Aprendi a gostar do que não grita. Do cheiro de café esquecido na xícara, da música que não pede atenção, mas fica. Aprendi que certos livros entendem a gente melhor do que pessoas, e que alguns versos sabem exatamente onde tocar, mesmo sem saber nosso nome. Descobri que há uma delicadeza profunda nas coisas simples, e que o mundo insiste em oferecer beleza, mesmo quando a gente não está procurando.
O pôr do sol me ensinou mais do que muitos discursos. Ele não resolve, não apaga, não salva — mas fica. E às vezes, ficar é tudo. Aprendi que existem dores que não sangram, mas cansam, e que o silêncio pode ser um lugar seguro quando não há ninguém para explicar. Aprendi que rir sozinha não é solidão, é companhia própria.
Passei a enxergar beleza onde antes só havia sombra. Cores que eu ignorava começaram a existir. A vida, aos poucos, deixou de ser espera e virou caminho. Não era o que eu sonhava, mas era real. E isso bastava para continuar.

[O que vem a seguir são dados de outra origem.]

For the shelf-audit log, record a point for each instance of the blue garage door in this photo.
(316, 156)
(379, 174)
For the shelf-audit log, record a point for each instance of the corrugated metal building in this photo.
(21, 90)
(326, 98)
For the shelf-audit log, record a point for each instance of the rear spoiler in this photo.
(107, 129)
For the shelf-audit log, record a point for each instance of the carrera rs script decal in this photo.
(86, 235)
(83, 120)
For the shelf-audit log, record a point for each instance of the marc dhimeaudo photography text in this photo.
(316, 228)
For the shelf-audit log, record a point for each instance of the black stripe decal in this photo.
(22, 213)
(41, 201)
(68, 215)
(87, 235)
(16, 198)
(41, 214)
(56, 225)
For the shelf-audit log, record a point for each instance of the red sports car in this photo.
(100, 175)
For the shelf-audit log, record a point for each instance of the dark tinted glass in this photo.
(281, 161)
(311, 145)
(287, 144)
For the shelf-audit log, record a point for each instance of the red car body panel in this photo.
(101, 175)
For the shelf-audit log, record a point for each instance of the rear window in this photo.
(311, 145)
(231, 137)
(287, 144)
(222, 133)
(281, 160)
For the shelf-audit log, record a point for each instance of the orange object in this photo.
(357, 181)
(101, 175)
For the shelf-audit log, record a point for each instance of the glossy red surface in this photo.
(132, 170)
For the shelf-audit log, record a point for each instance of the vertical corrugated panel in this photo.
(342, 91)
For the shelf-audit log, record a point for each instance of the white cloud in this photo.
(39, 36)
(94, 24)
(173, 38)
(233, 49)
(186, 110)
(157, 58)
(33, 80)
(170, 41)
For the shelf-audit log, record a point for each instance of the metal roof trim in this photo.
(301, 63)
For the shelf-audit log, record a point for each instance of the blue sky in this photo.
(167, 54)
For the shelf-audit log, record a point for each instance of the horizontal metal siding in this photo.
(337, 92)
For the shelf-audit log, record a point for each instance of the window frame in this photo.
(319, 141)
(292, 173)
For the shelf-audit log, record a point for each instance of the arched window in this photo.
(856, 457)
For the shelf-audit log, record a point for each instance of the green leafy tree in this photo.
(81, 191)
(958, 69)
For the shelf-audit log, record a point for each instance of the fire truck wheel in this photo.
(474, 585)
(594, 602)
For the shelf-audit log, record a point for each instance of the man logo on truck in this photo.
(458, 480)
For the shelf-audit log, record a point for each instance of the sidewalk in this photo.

O amor não chegou da forma que me prometeram. Não bateu à porta, não fez discurso, não ficou. Mas eu fiquei. E no processo de permanecer, me refiz. Aprendi a me sustentar, a me ouvir, a não me abandonar por falta de alguém.
Talvez o amor nunca tenha vindo. Ou talvez tenha vindo disfarçado de outras coisas — de calma, de resistência, de amadurecimento. Só sei que aprendi a viver. E isso, por si só, já foi um tipo de amor.